It starts with a photo of Dr. John Halamka, the CIO at Harvard Medical School, with yes, the geekiest of childhood photos.
"Dr. Halamka grew up to be something of a cool nerd, with a career that combines his deep interests in medicine and computing, and downtime that involves rock climbing and kayaking.
Now 47, Dr. Halamka is the chief information officer at the Harvard Medical School, a practicing emergency-ward physician and an adviser to the Obama administration on electronic health records."
It also highlights a graduate student from the UW Department of Computer Science and Engineering, Kira Lehtomaki, who nows works for Disney Animation.
The issue is one that I find true for a lot of students; they simply don't know the diversity of work out there. I have told kids this (based on my own work experience) by holding up a book. I tell them that someone designed the cover of the book - picked the photo/drawing, picked the font and its size and placement, etc., that someone edited the book, that if it's a text book or technical book, someone designed the graphs. Meaning, there are many jobs that are not entirely visible to students and they need to know that there is a lot more out there than doctor, firefighter, lawyer (or rap star or athlete).
From the article:
"Educators and technologists say two things need to change: the image of computing work, and computer science education in high schools.
Today, introductory courses in computer science are too often focused merely on teaching students to use software like word processing and spreadsheet programs, said Janice C. Cuny, a program director at the National Science Foundation. The Advanced Placement curriculum, she added, concentrates narrowly on programming. “We’re not showing and teaching kids the magic of computing,” Ms. Cuny said.
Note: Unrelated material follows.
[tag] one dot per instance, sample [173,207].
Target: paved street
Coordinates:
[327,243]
The agency is working to change this by developing a new introductory high school course and seeking to overhaul Advanced Placement courses as well. It hopes to train 10,000 high school teachers in the modernized courses by 2015.
One goal, Ms. Cuny and others say, is to explain the steady march and broad reach of computing across the sciences, industries, culture and society. Yes, they say, the computing tools young people see and use every day — e-mail, text-messaging and Facebook — are part of the story. But so are the advances in field after field that are made possible by computing, like gene-sequencing that unlocks the mysteries of life and simulations that model climate change."
Ms. Lehtomaki explains how her degree helps her:
"Her computer science education, she said, is an asset every day in her work, less for technical skills than for what she learned about analytic thinking.
“Computer science taught me how to think about things, how to break down and solve complex problems,” Ms. Lehtomaki said.
Reformulating a seemingly difficult problem into something a person can know how to solve is “computational thinking,” which the new high school courses are intended to nurture. Some schools in Los Angeles County are experimenting with the introductory course, called “Exploring Computer Science,” including South East High School in South Gate, Calif. Last year, 35 students were in a pilot program, and this year the course is being taken by 130 students."
Robert Teich, a professor at UC, Berkeley, chimes in:
"Most new jobs in the modern economy will be heavily influenced by technology, said Robert Reich, a professor at the University of California, Berkeley, and former labor secretary in the Clinton administration. And they will require education beyond high school, though often two years or less.
These workers, he said, will be needed in large numbers to install, service, upgrade and use computer technology in sectors like energy and health care.
“These are jobs for what I think of as digital technicians,” Mr. Reich said. “And they are at the core of the new middle-wage middle class.”
This all ties into the idea of the STEM program at Cleveland. It should encompass the idea of how STEM ties to jobs. Kids need to know how they will, hands on, use this knowledge and what jobs there are out there that need that knowledge.
(That said, I still have grave doubts about the STEM program, mostly around funding. I am hearing of some rumblings of needing about pushback on the program to some degree given the state of the district's budget. It's frustrating because it is difficult to know with any degree of certainty what the Board and the district will decide to do until they roll out the program.)